Selon Marie Corréa Fernandes, l’accueil est l’un des aspects les plus importants de la teranga. « Vous ne pouvez pas venir et dire : ‘Où est le bureau de poste ?’. Bonjour… saluez-moi d’abord ! » dit-elle. « Les salutations sont très importantes. C’est très impoli d’arriver et de commencer à parler sans saluer l’autre. »
Cet état d’esprit permet de maintenir une vie de quartier harmonieuse. « Il y a ce fameux dicton [sénégalais] qui dit que vos voisins constituent votre famille, parce que si quelque chose vous arrive, avant même que votre famille naturelle ne vienne vous secourir, ce sont d’abord vos voisins qui vous viennent en aide », a déclaré Astou Fall Guèye.
Les célébrations communautaires illustrent également le principe d’accueil de la teraanga.
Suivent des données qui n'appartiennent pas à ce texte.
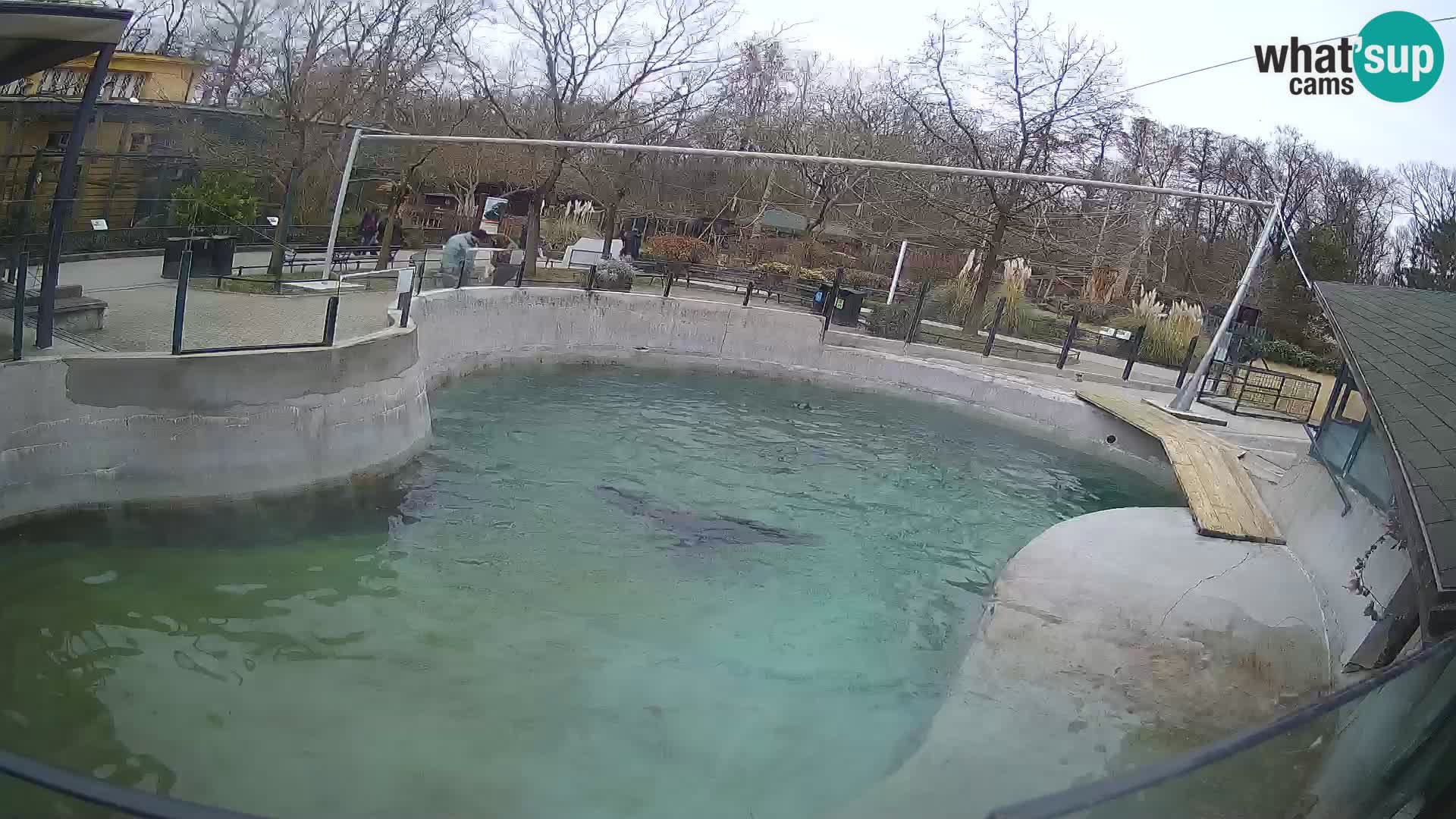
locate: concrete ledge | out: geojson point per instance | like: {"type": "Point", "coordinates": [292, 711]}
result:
{"type": "Point", "coordinates": [121, 428]}
{"type": "Point", "coordinates": [1112, 640]}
Les événements marquants sont généralement ouverts et participatifs. « Vous ne pouvez pas dire à l’un, ‘tu peux venir’, ou à l’autre, ‘non, tu ne peux pas venir' », a expliqué Marie Corréa Fernandes, précisant que « tout le monde est invité ».
Lorsque Marie Correa Fernandes s’est mariée dans son village, il n’y avait pas d’invitations. Ses parents ont communiqué aux voisins la date du mariage, et « ce jour-là, tout le monde s’est présenté ».
Cette ouverture envers les voisins s’étend également aux étrangers de passage dans la communauté.
La famille de Sène, qui a grandi dans une région rurale, accueillait souvent les voyageurs dans sa maison pour une nuit ou deux, parfois même plus. Il pense que cet esprit d’hospitalité est toujours d’actualité.
« À Dakar, même avec l’anonymat croissant pour lequel les grandes villes sont connues, les gens sont prêts à partager ce qu’ils ont », dit-il.
Les étrangers qui demandaient un endroit pour se reposer, une salle de bain, un téléphone ou de l’eau se voyaient répondre par la teraanga. « Vous pouvez vous promener dans Dakar, frapper à la porte et dire : ‘Pourriez-vous me donner de l’eau ?’ Les gens vous donneront de l’eau sans aucun problème. »
Youssou N’Dour, l’un des chanteurs les plus célèbres du pays, a une chanson sur la teranga qui résume bien le concept. « Nit ki ñew ci sa reew, bu yegsee teeru ko, sargal ko ba bu demee bëgg dellusi », chante-t-il. Selon Marie Corréa Fernandes, cela signifie : « Lorsque quelqu’un arrive dans votre pays, accueillez-le, honorez-le de telle sorte qu’il ait envie, lorsqu’il repartira, de revenir. »
Ce n’est pas étonnant que nous, visiteurs du pays, ayons hâte d’y retourner.